David watched his wife surreptitiously.  She’d been agitated all evening.  Either the meeting went extremely well and she was nervous about admitting it in the face of his previous antagonism or it had gone terribly wrong.  Perhaps his granddaughter wasn’t a likeable person.  He had to know but didn’t care to ask.

“Dave-”

“Carol-”

She smiled at her husband and reached into the closet pulling out a large gift bag.  As Carol handed it to him, Dave teased, “But Christmas is still two weeks away.”

“It’s from Willow.”

Cautiously, David pulled the snowy white afghan from the bag and shook it out around him.  “It reminds me of that lacy one you saw years ago and was too expensive.  I’ve looked for one so many times and haven’t found it.”

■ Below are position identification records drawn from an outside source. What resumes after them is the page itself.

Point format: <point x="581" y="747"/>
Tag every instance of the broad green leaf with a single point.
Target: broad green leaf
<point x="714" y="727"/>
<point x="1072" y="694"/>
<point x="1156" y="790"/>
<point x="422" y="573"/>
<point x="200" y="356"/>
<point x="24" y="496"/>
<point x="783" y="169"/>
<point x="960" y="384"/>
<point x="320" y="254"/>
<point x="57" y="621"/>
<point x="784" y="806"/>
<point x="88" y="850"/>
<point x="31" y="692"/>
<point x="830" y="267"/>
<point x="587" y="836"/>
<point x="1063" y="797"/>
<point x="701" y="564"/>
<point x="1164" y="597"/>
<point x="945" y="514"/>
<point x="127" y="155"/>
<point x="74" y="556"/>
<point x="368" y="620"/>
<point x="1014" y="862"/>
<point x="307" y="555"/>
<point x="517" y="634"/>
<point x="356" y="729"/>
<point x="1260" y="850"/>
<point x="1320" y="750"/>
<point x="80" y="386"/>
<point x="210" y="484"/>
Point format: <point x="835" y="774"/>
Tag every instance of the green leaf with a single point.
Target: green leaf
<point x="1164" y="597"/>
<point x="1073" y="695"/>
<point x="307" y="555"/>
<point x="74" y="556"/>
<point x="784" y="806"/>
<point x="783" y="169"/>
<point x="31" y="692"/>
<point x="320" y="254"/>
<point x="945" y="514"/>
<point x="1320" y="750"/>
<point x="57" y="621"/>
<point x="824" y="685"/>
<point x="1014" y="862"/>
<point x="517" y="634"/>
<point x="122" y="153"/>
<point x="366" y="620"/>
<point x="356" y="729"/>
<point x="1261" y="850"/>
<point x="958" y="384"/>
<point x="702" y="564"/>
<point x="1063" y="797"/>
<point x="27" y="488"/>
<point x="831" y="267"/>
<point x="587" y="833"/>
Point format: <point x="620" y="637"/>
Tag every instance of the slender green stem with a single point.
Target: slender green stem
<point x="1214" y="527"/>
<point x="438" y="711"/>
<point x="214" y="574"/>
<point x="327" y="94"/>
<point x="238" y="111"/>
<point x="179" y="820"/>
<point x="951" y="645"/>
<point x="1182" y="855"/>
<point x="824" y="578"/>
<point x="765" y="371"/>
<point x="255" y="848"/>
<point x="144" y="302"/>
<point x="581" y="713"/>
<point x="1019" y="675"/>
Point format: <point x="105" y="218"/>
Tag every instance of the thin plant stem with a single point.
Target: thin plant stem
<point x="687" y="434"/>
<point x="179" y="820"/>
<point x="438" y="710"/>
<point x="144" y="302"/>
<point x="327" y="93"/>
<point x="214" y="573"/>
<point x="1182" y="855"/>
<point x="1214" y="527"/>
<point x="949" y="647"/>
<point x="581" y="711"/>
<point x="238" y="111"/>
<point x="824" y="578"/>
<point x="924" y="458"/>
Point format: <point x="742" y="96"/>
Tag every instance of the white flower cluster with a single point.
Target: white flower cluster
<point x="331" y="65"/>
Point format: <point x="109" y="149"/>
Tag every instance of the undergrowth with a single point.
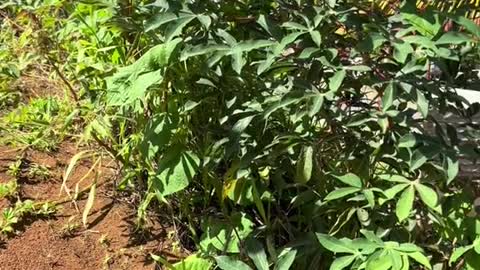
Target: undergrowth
<point x="271" y="134"/>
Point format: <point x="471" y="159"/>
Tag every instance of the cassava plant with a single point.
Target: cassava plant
<point x="298" y="134"/>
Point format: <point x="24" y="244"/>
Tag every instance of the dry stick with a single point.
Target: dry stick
<point x="65" y="81"/>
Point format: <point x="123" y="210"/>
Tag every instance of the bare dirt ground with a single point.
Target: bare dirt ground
<point x="61" y="241"/>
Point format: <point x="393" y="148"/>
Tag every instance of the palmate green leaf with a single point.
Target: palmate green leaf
<point x="161" y="19"/>
<point x="428" y="195"/>
<point x="336" y="80"/>
<point x="407" y="141"/>
<point x="285" y="261"/>
<point x="194" y="262"/>
<point x="341" y="192"/>
<point x="317" y="103"/>
<point x="417" y="160"/>
<point x="388" y="96"/>
<point x="305" y="165"/>
<point x="203" y="50"/>
<point x="421" y="259"/>
<point x="342" y="262"/>
<point x="175" y="171"/>
<point x="334" y="245"/>
<point x="401" y="51"/>
<point x="250" y="45"/>
<point x="452" y="169"/>
<point x="450" y="38"/>
<point x="391" y="192"/>
<point x="405" y="203"/>
<point x="396" y="259"/>
<point x="229" y="263"/>
<point x="422" y="104"/>
<point x="350" y="179"/>
<point x="316" y="37"/>
<point x="256" y="252"/>
<point x="174" y="29"/>
<point x="422" y="25"/>
<point x="223" y="236"/>
<point x="457" y="253"/>
<point x="379" y="261"/>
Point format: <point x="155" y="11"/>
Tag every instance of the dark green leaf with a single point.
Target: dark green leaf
<point x="334" y="245"/>
<point x="342" y="262"/>
<point x="340" y="193"/>
<point x="336" y="80"/>
<point x="405" y="203"/>
<point x="350" y="179"/>
<point x="256" y="252"/>
<point x="229" y="263"/>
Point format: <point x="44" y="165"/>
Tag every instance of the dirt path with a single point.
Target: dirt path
<point x="61" y="241"/>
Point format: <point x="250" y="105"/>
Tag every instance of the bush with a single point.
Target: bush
<point x="298" y="129"/>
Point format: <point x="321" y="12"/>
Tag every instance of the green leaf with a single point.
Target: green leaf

“Kari remembered it and made it.”

“Kari made this,” he exclaimed surprised.  “She hated crafty things.”

“Apparently she became excellent at all things crafty.  Look in the bag.”

David withdrew the banded journal and his eyes widened at the cover.  As he glanced through the pages, he realized that it was a facsimile copy and that Kari had indeed become very artistic.  A few words caught his attention.  “… Labor was horrible.” He read aloud. “I will never have another child.  I won’t marry and I won’t ever allow myself to be vulnerable to a man again.  Childbirth is truly the curse that God promised.”

The couple wept in each other’s arms for some time.  All the years of loss and heartache flooded back into their hearts reopening every wound caused by Kari’s disappearance.  “Do you feel it?” she whispered.

“Yeah.”

“That’s what my meeting was like.”

“Oh Carol.  I should have gone.”

She shook her head violently.  “No, you would have reacted against her and it wasn’t her fault.  She didn’t do this to us David.”

“Is it wise to bring her into our lives?  Is it wise to potentially hurt her in the process?”

Carol moved to her favorite chair, sat across from David, and took a deep breath.  “I told her I’d talk to you about going to visit her farm after the first of the year.”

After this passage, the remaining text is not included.